あぁ、だから付き合って欲しいって言ったのか。
まぁ、男同士で来るのも結構勇気がいる事だと思うけど。
周りは何処を見ても女性ばかりで、たまに男子が居たとしても相方は必ず女性だったりする。
俺達目立ってないかな? ちょっと気になるけど、露木君が他の女子と一緒に此処に来たりしたら、それはそれで嫌だから、やっぱりこれで良かったんだと思う。
「お待たせ致しました」
ウエイターさんが注文した品を持ってきてくれて、それぞれの品をテーブルに並べると、一礼して去って行く。
「わぁ……っ、美味しそう!」
思わず感嘆の溜息が漏れた。写真で見るより実物の方が断然おいしそうに見える。ふわっふわで分厚い生地の上には、たっぷりの生クリームとバニラアイスが乗っていて、その上には真っ赤なイチゴがこれでもかと言うほど乗せられている。
「っ、……やば、美味しい!」
口の中に広がる優しい甘さに思わず頬が緩んだ。
生クリームの程よい甘さとバニラの風味。上にかけた蜂蜜がまた絶品でパンケーキの風味を更に引き立ててくれる。
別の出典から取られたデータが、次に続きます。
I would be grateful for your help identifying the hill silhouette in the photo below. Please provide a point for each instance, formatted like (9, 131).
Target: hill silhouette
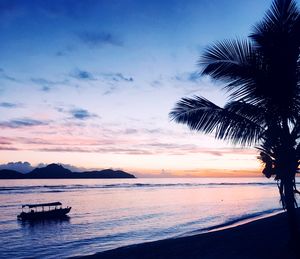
(55, 171)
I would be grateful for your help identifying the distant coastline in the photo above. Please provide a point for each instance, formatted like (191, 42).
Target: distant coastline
(55, 171)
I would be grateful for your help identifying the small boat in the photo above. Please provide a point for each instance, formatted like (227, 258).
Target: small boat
(43, 211)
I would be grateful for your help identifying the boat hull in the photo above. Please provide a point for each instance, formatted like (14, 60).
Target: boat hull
(58, 213)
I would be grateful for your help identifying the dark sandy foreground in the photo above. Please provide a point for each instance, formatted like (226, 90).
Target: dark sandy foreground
(263, 238)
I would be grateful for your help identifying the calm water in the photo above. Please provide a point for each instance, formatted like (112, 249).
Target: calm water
(110, 213)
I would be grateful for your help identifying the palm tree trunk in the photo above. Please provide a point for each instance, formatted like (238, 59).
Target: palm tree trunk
(289, 203)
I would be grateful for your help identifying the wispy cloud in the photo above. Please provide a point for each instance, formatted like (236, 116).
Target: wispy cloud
(9, 105)
(193, 77)
(46, 84)
(23, 122)
(99, 39)
(117, 77)
(5, 76)
(82, 114)
(82, 74)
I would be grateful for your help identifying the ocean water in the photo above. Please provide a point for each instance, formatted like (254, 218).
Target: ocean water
(109, 213)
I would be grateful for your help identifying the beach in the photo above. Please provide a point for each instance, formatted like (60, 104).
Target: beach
(263, 238)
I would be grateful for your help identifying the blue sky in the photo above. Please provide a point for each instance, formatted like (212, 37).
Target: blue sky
(90, 83)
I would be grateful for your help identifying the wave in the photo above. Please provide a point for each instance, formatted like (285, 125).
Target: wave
(236, 221)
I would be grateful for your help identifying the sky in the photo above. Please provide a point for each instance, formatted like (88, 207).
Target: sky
(90, 83)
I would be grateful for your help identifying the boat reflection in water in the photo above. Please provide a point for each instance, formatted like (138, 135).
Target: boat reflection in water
(53, 210)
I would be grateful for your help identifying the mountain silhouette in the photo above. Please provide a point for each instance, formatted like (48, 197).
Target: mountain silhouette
(55, 171)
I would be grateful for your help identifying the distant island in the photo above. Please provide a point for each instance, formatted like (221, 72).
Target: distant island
(55, 171)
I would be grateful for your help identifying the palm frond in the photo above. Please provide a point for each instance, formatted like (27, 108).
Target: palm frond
(202, 115)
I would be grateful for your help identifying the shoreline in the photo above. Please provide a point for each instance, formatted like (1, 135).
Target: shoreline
(267, 237)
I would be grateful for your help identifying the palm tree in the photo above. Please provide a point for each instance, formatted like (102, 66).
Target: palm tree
(262, 77)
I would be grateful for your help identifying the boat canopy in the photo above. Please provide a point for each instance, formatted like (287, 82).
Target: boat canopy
(42, 205)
パンケーキだけでも十分に美味しいけど、そこにこの濃厚で甘酸っぱいイチゴが加わると、もう至福の一言に尽きる。
「ふふ、椎名ってばすっごく美味しそうに食べるよね。見てるこっちが嬉しくなるよ」
「だって、これ本当に美味しいんだ。あ、そうだ。露木君も食べなよ」
「えっ?」
切り分けたパンケーキにクリームと蜂蜜を付けて、露木君の口元へと持っていくと、露木君は一瞬驚いたように目を大きくした。
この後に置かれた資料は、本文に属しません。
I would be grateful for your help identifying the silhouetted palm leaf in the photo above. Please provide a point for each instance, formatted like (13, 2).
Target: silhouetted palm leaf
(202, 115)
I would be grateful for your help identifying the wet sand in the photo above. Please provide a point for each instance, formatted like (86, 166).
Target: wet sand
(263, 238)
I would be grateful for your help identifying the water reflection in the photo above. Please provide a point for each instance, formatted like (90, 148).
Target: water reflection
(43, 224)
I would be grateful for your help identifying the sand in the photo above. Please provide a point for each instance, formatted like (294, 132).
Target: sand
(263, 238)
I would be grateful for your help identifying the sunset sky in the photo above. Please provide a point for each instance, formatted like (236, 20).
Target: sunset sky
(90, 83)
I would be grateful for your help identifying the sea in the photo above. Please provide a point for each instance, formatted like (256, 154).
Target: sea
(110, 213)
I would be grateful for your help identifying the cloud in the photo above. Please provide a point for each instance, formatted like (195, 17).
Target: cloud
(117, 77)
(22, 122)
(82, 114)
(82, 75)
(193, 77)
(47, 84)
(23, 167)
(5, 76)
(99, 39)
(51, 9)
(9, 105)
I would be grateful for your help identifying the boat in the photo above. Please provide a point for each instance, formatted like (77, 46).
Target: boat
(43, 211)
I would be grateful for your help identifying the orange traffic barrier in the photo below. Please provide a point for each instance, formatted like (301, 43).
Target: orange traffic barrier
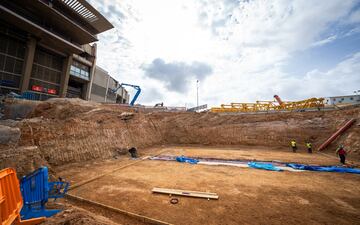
(11, 200)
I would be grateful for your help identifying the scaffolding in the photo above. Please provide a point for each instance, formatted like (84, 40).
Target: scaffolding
(264, 106)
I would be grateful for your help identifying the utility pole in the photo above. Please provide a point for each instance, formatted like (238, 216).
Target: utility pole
(197, 93)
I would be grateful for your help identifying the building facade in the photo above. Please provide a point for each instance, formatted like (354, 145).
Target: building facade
(45, 47)
(348, 99)
(103, 86)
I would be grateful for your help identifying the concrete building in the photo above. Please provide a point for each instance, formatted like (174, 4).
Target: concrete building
(348, 99)
(44, 47)
(102, 88)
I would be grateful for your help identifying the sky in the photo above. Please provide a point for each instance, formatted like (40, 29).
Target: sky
(238, 50)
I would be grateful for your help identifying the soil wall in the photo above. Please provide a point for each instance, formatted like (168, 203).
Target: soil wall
(66, 131)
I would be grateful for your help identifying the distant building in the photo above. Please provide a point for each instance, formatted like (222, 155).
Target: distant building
(348, 99)
(44, 47)
(103, 86)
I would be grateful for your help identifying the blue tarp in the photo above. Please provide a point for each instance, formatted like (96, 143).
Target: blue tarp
(185, 159)
(264, 166)
(324, 168)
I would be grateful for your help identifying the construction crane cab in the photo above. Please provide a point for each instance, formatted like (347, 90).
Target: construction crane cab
(136, 87)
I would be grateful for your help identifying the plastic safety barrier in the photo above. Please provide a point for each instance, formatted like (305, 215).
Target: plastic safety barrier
(337, 169)
(187, 160)
(264, 166)
(11, 201)
(36, 190)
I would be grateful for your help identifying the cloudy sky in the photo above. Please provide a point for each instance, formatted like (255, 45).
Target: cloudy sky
(239, 50)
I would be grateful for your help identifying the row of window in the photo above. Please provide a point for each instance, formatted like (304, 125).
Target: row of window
(80, 70)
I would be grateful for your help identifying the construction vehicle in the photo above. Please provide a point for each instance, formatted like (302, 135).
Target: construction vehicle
(136, 87)
(270, 105)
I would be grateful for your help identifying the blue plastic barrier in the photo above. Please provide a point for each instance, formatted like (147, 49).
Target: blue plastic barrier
(324, 168)
(187, 160)
(36, 190)
(264, 166)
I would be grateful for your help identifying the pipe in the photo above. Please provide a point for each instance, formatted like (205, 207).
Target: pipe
(340, 131)
(278, 99)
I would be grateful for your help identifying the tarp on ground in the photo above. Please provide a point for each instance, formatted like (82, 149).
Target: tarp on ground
(186, 160)
(324, 168)
(264, 166)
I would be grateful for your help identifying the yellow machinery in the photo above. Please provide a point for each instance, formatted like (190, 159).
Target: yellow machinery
(270, 105)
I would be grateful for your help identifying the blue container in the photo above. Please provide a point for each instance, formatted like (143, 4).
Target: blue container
(35, 191)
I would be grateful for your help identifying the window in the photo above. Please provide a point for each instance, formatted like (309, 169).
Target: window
(80, 70)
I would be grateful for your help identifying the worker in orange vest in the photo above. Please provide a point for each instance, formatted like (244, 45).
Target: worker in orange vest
(293, 145)
(340, 151)
(309, 146)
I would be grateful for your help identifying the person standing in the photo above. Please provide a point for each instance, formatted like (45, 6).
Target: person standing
(309, 146)
(340, 151)
(293, 145)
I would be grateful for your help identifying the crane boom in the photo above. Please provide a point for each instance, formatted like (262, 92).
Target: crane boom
(136, 87)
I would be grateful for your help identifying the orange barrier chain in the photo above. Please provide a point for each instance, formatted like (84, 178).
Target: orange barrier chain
(11, 201)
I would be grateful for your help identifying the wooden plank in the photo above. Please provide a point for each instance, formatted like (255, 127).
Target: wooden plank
(196, 194)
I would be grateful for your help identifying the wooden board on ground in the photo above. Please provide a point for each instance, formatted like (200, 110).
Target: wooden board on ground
(196, 194)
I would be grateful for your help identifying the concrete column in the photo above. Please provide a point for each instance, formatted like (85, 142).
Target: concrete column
(107, 87)
(65, 76)
(92, 73)
(28, 62)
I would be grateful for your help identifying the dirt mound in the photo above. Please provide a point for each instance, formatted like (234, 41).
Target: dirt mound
(76, 216)
(67, 131)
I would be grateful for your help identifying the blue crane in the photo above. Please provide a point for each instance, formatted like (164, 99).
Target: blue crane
(136, 87)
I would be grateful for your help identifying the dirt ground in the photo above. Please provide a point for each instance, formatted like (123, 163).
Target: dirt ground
(246, 196)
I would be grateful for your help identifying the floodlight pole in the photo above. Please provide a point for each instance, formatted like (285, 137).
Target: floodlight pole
(197, 93)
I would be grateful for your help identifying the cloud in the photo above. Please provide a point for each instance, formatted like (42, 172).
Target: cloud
(238, 48)
(151, 95)
(176, 75)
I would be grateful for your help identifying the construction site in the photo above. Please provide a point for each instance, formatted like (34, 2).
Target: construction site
(86, 144)
(78, 147)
って! なに俺、ナチュラルに”あーん”なんてしてるんだよっ! おしゃれなカフェのオープンテラスで男二人がスィーツを頼んでいるだけでも目立つのに、さらに”あーん”って……。
全く違和感なく、ごく自然に振る舞ってしまった自分が恐ろしい。
でも、今更その手を引っ込めるわけにもいかず固まっていると、露木君は心底嬉しそうな甘ったるい顔で、俺の手首を掴むとそのままパンケーキを口に含んだ。